105 but does not include the Government Accountability Office.
Federally-sponsored child care center means a child care center
located in a building or space that is owned or leased by the Federal
Government.
OPM means the U.S. Office of Personnel Management.
Sec. 792.203 Child care subsidy programs; eligibility.
(a)(1) An Executive agency may establish a child care subsidy
program in which the agency uses appropriated funds, in accordance with
this subpart, to assist lower-income employees of the agency with their
child care costs. The assistance may be provided for both full-time and
part-time child care, and may include before-and-after-school programs
and daytime summer programs.
(2) Two or more agencies may pool their funds to establish a child
care subsidy program for the benefit of employees who are served by a
Federally-sponsored child care center in a multi-tenant facility.
(3)(i) Except as provided under paragraph (a)(3)(ii) of this
section, an agency may impose restrictions on the use of appropriated
funds for its child care subsidy program based on consideration of
employees' needs, its own staffing needs, the local availability of
child care, and other factors as determined by the agency. For example,
an agency may decide to restrict eligibility for subsidies to--
(I) Full-time permanent employees;
(II) Employees using an agency on-site child care center;
(III) Employees using full-time child care; or
(IV) Employees using child care in specific locations.
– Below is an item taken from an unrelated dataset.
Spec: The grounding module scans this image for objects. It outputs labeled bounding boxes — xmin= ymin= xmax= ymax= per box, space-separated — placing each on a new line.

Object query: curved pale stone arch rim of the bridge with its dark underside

(ii) An agency may not limit the payment of subsidies to only
accredited child care providers.
(b) Subject to any restrictions applicable under paragraph
(a)(3)(i) of this section, an employee who qualifies as a lower-income
employee under the agency's child care subsidy program is eligible to
receive a child care subsidy for the care of each child under age 13
or, in the case of a disabled child, under age 18.
Sec. 792.204 Agency responsibilities; reporting requirement.
(a) Before funds may be obligated as provided in this subpart, an
agency intending to initiate a child care subsidy program must provide
notice to the Subcommittees on Financial Services and General
Government of the House and Senate Appropriations Committees, as well
as to OPM.
(b) Agencies must notify the committees referred to in paragraph
(a) of this section and OPM annually of their intention to provide
child care subsidies. Funds may be obligated immediately after the
notifications have been made.
(c) Agencies are responsible for tracking the utilization of their
funds and reporting the results to OPM in a manner prescribed by OPM.
(d) OPM will produce a biannual report on agencies' use of the
authority to pay child care subsidies; however, OPM will collect annual
data from the agencies.
Sec. 792.205 Administration of child care subsidy programs.
(a) An agency may administer its child care subsidy program
directly or by contract with another entity, using procedures
prescribed under the Federal Acquisition Regulations. Regardless of
what entity administers the program, the Federal agency is responsible
for establishing how eligibility and subsidy amounts will be
determined.
(b) An agency contract must specify that any unexpended funds will
be returned to the agency after the contract is completed.
Sec. 792.206 Payment of subsidies.
(a) Payment of child care subsidies must be made directly to child
care providers, unless one of the following exceptions applies:
(1) In overseas locations, the agency may pay the employee if the
provider deals only in foreign currency.
(2) In unique circumstances, an agency may obtain written
permission from OPM to pay the employee directly.
(b) An agency may make advance payments to a child care provider in
certain circumstances, such as when the provider requires payment up to
one month in advance of rendering services. An agency may not make
advance payments for more than one month before the employee receives
child care services except where an agency has contracted with another
entity to administer the child care subsidy program, in which case the
agency may advance payments to the entity administering the program as
long as the requirements in Sec. 792.205(b) are met.